How to protect your ideas, like Elon Musk and Steve Jobs did? Follow these four steps.
Protect your ideas
1. Avoid committee mentality
What politics and protocol could be killing ideas through overthinking and red tape? How do ideas get approved? Examine the approval process.
Remember that too much input may not be a good thing. Steve Jobs was famous for saying "It's really hard to design products by focus groups. A lot of times, people don't know what they want until you show it to them."
2. Refuse to dumb down ideas
Big ideas are fragile because they can be easily dumbed down. How will you protect your ideas? How will you sell this into your process, and get support for your agenda from your employees?
3. Good is the enemy of great
Any truly innovative idea requires ferocious, relentless, even irrational dedication to see it through execution.
Ideas are also weakened with a slow drip of mediocrity in an attempt to take the safe route. Are you so focused on playing it safe that you're killing fascination opportunities before they've had a chance to hatch?
Forgo the temptation to settle for good. Relentlessly pursue the great.
3. Avoid the same old, same old
What might have been fascinating at one time can soon become unremarkable. Crayola's first contest to name a color drew two million entries in 1993. But without changing the format, participation soon dwindled to a measly 25,000 entries. Now, it's irrelevant.
What are the old stand-by ways you seek to earn attention-- the ones that may have worked at one time? Are they starting to become old and dusty?
4. Make mistakes
Mishaps are inherent to the innovation process. Learn and improve with every single one.
Jobs said, "Sometimes when you innovate, you make mistakes. It is best to admit them quickly, and get on with improving your other innovations."

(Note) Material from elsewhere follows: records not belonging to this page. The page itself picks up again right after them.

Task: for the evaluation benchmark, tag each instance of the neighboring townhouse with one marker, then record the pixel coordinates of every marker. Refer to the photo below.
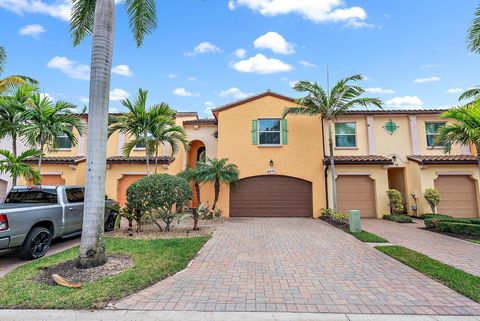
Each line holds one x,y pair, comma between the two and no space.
282,162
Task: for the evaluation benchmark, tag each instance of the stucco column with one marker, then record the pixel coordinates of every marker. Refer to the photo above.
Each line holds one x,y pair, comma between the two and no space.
412,119
372,147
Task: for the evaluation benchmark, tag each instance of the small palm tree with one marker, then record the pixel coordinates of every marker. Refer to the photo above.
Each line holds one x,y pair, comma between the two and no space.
97,18
45,121
12,110
465,130
217,171
193,175
16,166
328,104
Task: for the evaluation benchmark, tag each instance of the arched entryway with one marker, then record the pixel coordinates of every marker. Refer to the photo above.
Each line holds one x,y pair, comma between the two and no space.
196,153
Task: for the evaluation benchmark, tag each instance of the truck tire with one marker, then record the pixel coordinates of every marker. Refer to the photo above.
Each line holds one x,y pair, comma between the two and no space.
36,244
110,222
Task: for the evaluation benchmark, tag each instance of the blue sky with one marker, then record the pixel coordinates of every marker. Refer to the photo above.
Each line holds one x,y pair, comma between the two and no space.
209,53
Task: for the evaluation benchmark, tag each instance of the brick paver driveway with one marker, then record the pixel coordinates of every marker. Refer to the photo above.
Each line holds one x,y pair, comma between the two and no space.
297,265
461,254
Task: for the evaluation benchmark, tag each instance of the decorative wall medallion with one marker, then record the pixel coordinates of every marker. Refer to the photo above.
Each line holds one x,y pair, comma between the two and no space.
390,127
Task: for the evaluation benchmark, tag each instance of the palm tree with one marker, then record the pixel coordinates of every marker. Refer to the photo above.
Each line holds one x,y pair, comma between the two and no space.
135,124
16,166
193,175
465,130
328,104
45,121
97,18
217,171
11,113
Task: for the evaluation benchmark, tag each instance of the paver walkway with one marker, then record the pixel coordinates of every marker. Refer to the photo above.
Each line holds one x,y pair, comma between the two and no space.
459,253
297,265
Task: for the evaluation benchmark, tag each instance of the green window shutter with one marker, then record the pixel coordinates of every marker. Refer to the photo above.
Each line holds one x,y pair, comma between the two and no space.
254,132
284,132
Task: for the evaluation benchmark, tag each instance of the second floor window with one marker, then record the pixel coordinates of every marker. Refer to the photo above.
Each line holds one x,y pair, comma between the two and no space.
63,142
345,135
269,131
431,131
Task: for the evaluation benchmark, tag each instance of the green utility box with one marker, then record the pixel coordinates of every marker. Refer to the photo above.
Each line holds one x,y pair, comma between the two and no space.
354,220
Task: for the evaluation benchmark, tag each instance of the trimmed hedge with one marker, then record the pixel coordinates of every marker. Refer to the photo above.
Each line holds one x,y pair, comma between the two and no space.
398,218
458,228
432,215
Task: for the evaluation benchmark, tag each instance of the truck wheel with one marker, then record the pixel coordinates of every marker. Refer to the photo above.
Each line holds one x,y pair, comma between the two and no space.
36,244
110,222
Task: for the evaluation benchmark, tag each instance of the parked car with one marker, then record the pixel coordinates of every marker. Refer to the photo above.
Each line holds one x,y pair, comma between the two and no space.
32,216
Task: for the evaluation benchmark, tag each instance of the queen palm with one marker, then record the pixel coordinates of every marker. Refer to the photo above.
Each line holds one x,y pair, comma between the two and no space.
12,108
97,17
14,80
328,104
45,121
217,171
465,130
16,166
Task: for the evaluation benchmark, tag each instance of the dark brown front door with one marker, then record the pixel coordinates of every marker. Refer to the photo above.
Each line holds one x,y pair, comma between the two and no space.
270,196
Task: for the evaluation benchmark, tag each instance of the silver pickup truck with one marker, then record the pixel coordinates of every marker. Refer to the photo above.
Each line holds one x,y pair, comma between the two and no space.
32,216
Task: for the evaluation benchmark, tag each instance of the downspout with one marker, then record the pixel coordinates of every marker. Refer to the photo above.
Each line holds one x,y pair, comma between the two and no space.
326,166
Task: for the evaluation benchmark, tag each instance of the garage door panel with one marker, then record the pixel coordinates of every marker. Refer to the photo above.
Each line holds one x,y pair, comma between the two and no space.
356,192
458,195
271,196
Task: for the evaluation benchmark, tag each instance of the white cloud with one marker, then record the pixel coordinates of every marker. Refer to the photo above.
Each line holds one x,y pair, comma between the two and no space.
182,92
405,102
203,48
455,91
240,53
378,90
71,68
275,42
233,93
314,10
122,70
118,94
307,64
31,30
56,9
428,79
261,65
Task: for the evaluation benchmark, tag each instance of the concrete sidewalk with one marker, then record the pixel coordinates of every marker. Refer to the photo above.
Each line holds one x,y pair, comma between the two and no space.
123,315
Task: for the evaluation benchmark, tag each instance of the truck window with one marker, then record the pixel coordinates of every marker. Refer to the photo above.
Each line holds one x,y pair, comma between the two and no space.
74,195
43,196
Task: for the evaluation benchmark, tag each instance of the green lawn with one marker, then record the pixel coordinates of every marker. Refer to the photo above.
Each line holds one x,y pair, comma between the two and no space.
153,260
368,237
456,279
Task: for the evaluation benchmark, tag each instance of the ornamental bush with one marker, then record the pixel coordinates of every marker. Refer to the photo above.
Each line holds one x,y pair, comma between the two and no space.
160,195
432,196
395,201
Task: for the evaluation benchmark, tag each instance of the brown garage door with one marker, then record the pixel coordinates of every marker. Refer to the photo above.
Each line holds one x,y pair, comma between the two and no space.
271,195
3,190
458,196
356,192
123,184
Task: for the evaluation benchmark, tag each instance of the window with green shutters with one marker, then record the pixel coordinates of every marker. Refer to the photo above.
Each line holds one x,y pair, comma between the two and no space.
269,132
345,135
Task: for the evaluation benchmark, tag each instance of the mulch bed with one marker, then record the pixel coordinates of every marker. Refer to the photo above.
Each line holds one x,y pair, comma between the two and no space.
116,264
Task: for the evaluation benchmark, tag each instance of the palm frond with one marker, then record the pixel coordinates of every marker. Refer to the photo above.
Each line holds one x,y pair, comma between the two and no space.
143,18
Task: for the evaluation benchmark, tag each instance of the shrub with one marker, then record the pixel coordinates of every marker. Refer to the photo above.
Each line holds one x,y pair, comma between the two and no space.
395,201
432,196
432,215
459,228
158,195
398,218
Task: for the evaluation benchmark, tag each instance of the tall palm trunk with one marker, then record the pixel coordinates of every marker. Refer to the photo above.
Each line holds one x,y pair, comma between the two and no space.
332,165
92,246
217,192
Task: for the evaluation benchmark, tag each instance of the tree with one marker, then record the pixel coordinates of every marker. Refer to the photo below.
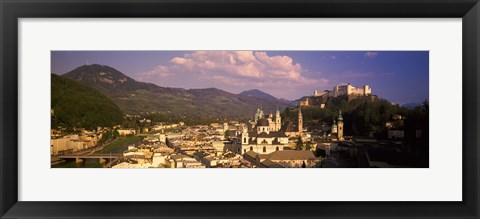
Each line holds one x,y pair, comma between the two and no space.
299,144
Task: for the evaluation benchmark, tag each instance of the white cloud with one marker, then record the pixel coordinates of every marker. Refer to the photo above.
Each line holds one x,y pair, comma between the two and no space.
236,69
370,54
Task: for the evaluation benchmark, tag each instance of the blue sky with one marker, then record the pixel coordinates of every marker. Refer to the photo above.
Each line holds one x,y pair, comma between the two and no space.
398,76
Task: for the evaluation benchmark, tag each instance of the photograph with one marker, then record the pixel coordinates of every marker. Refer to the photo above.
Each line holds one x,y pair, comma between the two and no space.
239,109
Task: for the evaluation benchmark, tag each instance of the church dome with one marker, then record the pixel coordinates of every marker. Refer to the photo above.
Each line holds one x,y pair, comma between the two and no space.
262,122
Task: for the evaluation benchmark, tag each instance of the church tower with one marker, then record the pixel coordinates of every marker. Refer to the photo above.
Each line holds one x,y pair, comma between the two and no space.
340,126
300,120
278,120
334,127
245,137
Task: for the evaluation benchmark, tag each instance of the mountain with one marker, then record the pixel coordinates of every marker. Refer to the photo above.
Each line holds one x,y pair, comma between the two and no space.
137,97
77,105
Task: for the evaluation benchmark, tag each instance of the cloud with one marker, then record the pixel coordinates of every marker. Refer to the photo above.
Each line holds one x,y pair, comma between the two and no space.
370,54
237,70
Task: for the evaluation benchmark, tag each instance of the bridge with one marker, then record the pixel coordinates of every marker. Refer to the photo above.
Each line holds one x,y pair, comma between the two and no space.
81,157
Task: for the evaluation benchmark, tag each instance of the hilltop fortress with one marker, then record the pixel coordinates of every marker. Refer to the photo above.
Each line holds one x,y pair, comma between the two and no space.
348,90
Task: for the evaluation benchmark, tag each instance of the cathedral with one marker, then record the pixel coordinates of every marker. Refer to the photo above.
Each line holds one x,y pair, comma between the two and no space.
266,134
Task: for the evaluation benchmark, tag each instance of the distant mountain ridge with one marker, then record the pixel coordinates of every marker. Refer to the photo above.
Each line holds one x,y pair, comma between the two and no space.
260,94
137,97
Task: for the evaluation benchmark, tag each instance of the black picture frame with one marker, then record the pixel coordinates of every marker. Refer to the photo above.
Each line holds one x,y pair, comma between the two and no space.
12,10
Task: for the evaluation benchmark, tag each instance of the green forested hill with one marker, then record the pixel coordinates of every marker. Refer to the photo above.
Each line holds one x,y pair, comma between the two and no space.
139,97
77,105
362,115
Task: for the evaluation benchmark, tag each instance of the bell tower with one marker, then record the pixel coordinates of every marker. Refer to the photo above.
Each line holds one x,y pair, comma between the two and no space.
340,126
300,120
278,120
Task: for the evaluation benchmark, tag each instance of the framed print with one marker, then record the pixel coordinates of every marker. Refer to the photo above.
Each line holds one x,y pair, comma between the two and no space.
239,109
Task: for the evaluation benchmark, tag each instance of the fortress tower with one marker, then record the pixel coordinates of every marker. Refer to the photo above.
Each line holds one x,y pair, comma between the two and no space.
340,126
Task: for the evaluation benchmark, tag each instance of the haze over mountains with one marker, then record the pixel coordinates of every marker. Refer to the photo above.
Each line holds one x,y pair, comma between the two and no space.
137,97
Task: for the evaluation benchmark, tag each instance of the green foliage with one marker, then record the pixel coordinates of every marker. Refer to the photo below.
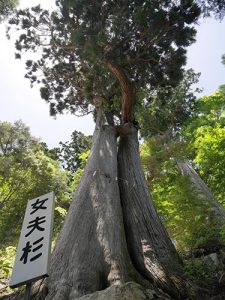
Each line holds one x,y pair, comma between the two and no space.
70,153
79,172
186,211
157,116
25,173
205,135
79,38
6,7
198,270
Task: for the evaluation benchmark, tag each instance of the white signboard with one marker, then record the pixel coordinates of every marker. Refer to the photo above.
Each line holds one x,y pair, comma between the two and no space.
34,248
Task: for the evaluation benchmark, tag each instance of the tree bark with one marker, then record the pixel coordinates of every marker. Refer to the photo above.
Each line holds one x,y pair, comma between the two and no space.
91,252
186,169
149,245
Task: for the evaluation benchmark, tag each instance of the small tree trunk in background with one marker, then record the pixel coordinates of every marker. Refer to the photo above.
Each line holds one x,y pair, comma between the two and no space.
91,252
187,170
149,245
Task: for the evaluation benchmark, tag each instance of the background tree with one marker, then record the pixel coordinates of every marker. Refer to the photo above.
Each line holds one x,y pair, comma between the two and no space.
6,7
102,55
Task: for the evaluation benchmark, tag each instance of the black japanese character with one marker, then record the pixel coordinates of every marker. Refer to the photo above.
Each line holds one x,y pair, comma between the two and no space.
34,224
27,250
39,204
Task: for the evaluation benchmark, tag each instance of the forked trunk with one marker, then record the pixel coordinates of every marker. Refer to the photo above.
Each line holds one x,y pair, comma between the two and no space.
149,245
91,252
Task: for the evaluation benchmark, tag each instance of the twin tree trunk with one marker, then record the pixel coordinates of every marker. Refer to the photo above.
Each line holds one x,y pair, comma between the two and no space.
112,234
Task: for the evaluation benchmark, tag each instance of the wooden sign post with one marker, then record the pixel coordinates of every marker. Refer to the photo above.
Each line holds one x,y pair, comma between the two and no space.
34,248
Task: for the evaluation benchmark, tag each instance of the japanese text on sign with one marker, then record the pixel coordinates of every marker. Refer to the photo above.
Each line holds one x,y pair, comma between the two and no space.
33,252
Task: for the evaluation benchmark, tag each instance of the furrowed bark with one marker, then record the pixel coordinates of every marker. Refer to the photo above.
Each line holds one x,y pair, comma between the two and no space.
149,245
91,252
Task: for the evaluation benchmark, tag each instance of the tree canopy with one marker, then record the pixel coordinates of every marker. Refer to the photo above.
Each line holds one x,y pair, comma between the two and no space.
89,50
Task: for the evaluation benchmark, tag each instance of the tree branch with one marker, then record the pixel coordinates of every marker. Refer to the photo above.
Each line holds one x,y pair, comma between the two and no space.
126,89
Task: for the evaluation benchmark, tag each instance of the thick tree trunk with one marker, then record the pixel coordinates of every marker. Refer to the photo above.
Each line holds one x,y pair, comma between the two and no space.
91,252
186,169
150,247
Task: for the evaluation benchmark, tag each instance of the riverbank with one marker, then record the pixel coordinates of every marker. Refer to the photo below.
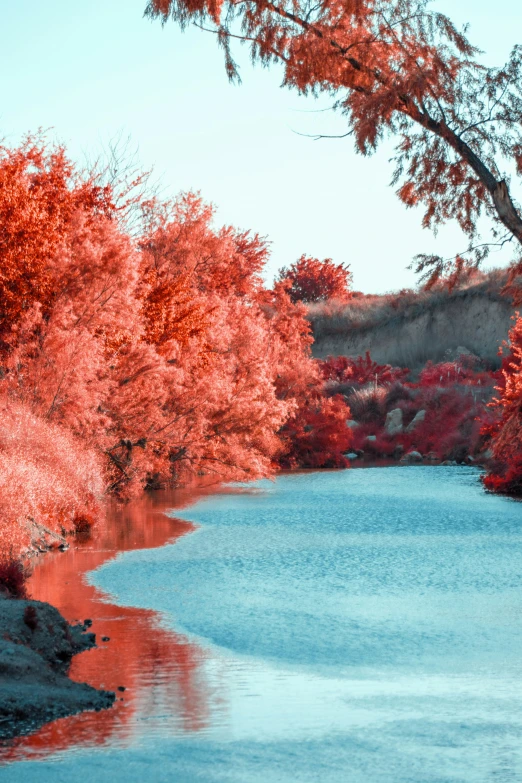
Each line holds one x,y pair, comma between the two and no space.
36,648
126,636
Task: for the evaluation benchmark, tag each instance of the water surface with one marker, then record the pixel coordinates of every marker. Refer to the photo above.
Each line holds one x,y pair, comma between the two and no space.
363,625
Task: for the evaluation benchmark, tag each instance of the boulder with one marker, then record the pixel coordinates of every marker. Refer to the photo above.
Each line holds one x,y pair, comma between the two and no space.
393,425
417,419
412,456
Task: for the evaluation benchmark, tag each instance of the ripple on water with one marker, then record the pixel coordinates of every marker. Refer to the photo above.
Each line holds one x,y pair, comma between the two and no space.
360,625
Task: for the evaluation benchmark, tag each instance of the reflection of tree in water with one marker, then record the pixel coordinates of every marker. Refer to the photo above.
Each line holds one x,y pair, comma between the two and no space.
162,672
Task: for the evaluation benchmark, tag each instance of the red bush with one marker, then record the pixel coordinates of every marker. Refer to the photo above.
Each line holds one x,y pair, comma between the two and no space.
360,371
12,578
311,280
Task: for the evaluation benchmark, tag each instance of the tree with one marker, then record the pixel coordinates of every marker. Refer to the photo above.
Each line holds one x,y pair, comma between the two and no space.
39,195
312,280
395,67
505,474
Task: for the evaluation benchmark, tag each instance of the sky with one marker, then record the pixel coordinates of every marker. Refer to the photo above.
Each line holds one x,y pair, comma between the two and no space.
91,71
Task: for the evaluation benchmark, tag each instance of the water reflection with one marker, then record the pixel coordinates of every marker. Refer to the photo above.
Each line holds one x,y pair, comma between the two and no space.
161,671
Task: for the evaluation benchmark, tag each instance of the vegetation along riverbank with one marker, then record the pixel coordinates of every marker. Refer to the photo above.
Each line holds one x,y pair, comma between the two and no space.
141,347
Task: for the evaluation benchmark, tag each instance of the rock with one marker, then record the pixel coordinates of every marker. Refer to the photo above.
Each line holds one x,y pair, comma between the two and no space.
417,419
34,657
412,456
393,425
462,351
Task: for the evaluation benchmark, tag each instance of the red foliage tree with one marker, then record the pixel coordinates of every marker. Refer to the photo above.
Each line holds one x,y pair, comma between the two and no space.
505,474
396,68
39,194
360,371
312,280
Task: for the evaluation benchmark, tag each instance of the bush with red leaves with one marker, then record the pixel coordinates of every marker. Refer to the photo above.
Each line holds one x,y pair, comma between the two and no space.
360,371
12,578
312,280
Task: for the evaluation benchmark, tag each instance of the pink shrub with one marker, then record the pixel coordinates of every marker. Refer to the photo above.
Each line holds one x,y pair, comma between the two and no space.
46,477
12,578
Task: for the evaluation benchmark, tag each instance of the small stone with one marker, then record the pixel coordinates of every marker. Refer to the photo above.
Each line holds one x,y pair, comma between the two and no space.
417,419
412,456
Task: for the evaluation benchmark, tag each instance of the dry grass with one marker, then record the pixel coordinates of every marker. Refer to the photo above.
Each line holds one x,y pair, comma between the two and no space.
409,328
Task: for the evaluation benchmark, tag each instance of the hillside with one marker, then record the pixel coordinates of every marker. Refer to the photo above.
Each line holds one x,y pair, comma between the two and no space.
409,328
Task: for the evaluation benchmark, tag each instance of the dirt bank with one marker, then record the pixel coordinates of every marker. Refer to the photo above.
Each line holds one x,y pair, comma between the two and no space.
424,326
36,647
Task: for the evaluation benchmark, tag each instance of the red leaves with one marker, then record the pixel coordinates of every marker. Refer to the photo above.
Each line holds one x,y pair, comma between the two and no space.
38,197
506,436
311,280
360,371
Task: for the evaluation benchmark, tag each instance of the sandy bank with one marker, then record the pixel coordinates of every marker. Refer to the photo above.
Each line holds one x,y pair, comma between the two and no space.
36,647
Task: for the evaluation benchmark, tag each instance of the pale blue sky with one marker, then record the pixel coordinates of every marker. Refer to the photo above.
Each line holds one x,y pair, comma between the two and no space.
93,69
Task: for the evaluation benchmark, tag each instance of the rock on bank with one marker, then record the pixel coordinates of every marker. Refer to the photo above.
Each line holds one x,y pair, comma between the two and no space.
36,646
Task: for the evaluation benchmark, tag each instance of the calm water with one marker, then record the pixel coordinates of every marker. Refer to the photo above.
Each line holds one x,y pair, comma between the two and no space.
363,625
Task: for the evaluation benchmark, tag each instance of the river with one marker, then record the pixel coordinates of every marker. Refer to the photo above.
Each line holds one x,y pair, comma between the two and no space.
359,625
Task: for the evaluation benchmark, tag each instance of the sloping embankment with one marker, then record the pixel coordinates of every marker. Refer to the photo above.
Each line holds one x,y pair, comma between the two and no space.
36,646
424,326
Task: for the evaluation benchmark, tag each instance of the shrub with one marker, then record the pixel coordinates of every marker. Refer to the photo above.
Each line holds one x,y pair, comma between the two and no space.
368,405
360,371
12,577
311,280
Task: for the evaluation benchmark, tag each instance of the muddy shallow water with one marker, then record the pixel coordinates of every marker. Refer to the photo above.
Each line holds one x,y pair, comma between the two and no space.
331,626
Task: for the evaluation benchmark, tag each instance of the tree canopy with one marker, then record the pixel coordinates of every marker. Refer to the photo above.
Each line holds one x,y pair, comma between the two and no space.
395,67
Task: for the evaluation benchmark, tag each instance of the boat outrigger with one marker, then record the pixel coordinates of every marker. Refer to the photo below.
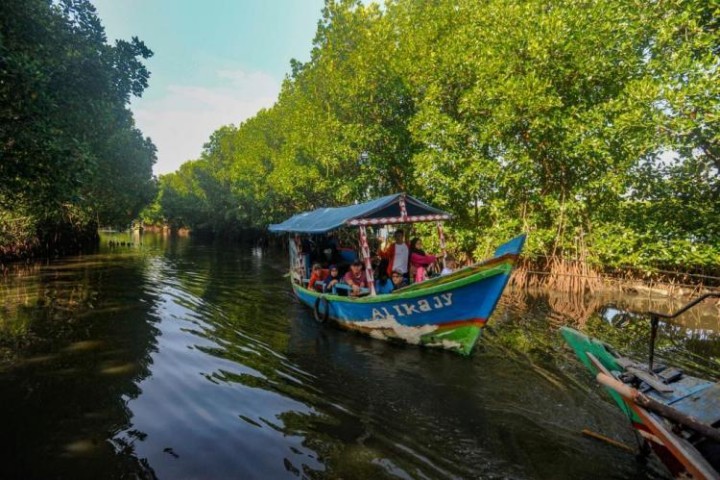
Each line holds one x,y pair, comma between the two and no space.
677,415
447,311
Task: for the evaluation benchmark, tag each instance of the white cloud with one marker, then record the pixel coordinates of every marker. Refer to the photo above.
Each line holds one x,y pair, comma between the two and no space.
183,119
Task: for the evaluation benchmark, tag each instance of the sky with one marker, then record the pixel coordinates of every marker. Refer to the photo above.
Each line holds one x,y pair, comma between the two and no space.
215,62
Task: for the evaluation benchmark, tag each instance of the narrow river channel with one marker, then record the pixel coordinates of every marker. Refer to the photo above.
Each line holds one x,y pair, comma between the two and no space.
172,359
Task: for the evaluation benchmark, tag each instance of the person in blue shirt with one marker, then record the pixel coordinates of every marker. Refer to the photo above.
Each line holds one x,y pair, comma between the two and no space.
390,284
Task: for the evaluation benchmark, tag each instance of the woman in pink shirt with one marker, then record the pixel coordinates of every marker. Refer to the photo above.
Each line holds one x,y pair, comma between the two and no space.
419,260
355,277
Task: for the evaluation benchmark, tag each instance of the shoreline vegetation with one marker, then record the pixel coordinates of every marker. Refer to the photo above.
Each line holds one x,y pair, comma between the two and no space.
601,143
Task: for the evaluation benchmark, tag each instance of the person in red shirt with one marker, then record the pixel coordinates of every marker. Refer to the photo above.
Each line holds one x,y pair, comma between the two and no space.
317,276
356,277
397,254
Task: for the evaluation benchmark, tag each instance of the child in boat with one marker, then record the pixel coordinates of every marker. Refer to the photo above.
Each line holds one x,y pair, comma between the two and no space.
389,284
332,278
397,254
419,260
356,277
316,277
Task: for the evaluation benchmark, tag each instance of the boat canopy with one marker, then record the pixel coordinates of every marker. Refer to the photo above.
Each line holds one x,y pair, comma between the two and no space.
396,208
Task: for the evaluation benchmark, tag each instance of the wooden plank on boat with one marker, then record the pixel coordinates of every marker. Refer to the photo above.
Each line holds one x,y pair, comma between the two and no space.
651,380
681,449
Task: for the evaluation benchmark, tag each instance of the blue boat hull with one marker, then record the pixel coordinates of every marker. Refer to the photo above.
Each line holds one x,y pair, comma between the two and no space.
446,312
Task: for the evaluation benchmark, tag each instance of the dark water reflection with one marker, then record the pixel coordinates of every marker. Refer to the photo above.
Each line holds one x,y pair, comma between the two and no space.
176,360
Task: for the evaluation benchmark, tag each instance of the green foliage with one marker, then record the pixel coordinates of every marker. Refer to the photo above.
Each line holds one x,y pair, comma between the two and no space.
70,150
516,116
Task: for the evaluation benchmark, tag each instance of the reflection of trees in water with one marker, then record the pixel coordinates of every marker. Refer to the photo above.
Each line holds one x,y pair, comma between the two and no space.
81,343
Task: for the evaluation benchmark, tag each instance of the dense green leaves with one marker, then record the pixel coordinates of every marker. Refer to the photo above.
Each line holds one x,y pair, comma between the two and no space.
70,151
593,126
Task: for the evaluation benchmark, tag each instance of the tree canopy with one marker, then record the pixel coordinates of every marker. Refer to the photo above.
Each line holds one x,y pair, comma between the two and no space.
71,153
593,126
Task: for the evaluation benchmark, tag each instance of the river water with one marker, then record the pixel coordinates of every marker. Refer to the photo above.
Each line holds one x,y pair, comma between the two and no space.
177,360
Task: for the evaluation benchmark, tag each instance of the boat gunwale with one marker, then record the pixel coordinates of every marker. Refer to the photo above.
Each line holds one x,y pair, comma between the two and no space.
487,269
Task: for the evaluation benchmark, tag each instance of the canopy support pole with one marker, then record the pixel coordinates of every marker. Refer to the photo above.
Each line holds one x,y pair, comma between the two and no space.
403,208
365,249
441,236
299,259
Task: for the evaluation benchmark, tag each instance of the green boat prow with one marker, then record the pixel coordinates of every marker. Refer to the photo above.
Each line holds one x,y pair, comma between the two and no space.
582,344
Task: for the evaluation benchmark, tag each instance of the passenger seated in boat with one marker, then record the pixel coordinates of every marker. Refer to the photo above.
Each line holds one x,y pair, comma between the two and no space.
332,278
397,254
398,279
316,277
356,277
419,260
383,284
450,265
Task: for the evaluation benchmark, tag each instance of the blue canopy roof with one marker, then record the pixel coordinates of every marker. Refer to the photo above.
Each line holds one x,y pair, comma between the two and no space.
381,211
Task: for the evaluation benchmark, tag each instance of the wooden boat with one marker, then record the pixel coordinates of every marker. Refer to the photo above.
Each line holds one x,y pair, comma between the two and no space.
446,312
676,415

Musk agrees: "There's a silly notion that failure's not an option at NASA. Failure is an option here. If things are not failing, then you're not innovating enough."
The bigger, the more revolutionary the idea, the greater its potential for dying an excruciating death at some point along the way.
Giving into the fear and compromising your principles can derail your efforts for building a fascinating business.
How do YOU protect your biggest, boldest ideas?